RENOWNED motivation guru Anthony Robbins once said: "It is in your moments of decision that your destiny is shaped."
For this reason, many people are often paralysed by the fear of making the wrong decision, especially when it comes to the weightier ones that have a more serious impact on their lives.
However, the wise words of former US president Theodore Roosevelt resonate louder: "In any moment of decision, the best thing you can do is the right thing, the next best thing is the wrong thing, and the worst thing you can do is nothing."
The task of making sound decisions for yourself, your staff or organisation is always a challenge, especially when it affects the professional and personal wellbeing of the said parties.
Here are four styles of decision-making to help you make better decisions:
The first style of decision-making involves the leader (assumed decision-maker) giving up ownership and control of a decision and allowing the group to vote.
The action to be taken will then be decided by a majority vote. This results in a fairly fast decision and a certain amount of group participation. However, such a style results in a lack of group and personal responsibility.
Here, the leader maintains total control and ownership of the decision. He is solely responsible for the positive or negative outcome of the decision.
This is usually the best option in an emergency or crisis situation as decisions are made swiftly.

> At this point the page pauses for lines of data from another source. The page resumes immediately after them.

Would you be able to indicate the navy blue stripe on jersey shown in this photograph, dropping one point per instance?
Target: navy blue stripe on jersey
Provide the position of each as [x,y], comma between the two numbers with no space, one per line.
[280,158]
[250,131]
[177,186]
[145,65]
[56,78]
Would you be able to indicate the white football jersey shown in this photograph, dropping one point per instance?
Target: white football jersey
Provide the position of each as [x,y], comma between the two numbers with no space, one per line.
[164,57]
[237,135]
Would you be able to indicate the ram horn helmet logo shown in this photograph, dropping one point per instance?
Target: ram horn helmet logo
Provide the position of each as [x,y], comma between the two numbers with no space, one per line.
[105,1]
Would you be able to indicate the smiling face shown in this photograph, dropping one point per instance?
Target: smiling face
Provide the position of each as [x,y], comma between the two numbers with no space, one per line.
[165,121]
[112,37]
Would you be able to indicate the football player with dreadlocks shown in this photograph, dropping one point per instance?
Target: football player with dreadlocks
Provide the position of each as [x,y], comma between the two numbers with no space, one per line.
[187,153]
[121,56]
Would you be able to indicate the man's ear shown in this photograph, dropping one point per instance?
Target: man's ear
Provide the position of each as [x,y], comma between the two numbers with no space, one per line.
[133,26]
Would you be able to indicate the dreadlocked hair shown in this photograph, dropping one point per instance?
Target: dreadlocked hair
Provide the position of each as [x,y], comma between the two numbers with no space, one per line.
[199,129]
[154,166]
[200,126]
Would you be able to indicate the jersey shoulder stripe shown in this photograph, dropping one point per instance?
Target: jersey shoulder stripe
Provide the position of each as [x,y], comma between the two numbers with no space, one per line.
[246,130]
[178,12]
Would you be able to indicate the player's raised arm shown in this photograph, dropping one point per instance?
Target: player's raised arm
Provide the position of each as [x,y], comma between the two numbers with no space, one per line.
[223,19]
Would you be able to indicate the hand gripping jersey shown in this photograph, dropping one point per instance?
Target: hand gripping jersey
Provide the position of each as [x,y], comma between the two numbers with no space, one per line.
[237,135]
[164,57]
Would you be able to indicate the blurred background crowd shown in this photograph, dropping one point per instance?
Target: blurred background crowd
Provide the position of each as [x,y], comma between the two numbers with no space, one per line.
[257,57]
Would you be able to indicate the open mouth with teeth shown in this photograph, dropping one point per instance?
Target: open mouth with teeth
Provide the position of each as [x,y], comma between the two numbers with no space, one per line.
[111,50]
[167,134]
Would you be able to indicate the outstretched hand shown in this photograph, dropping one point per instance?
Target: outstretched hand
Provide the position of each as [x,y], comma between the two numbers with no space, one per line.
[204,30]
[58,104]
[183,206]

However, the disadvantages may include declined morale and employee effort if the decision affects an employee who was not included in the decision-making process. The leader may lose his credibility if the outcome of the decision is not positive.
This type of decision-making is when the leader involves members of the organisation by asking and encouraging them to offer their ideas, perceptions, knowledge and information concerning the decision.
The leader maintains total control of the decision because although information from others is considered, he has the final say. Thus, the leader is also completely responsible for the outcome. While this promotes group participation and involvement, which is good for team morale, this style is fairly slow and time-consuming process.
In consensus decision-making, the leader relinquishes control of the decision, allowing the group members to take over.
The group, not the leader, is responsible for the outcome. This style differs from democratic decision-making in that everyone must agree and take ownership of the decision.
The style allows for enhanced teamwork and greater group commitment and responsibility. The result has a higher probability of success as many ideas, perspectives and skills are involved in the process. However, of all the four styles, consensus decision-making takes up the most time.
In organisations where the leadership style leans towards collective-participative decision-making, the leader typically consults his managers and departmental heads to assess the various policies and strategies that affect the company before making a decision.
The decision-making process also depends on the leader trusting his instincts and taking into account his years of experience. Hence, he is ultimately responsible and accountable for the result.
Art and science
The decision-making process is both art and science. The founder of Sony, Akio Morita, is a good example of someone whose leadership style is a balance of these disciplines.
When he invented the Walkman over 20 years ago, his engineers and marketing team, who conducted surveys in Japan, believed that the product would flop. But Morita trusted his instincts and went against their advice.
The Walkman became such a resounding success that to this day, it remains one of the biggest and most original breakthroughs for the Japanese conglomerate.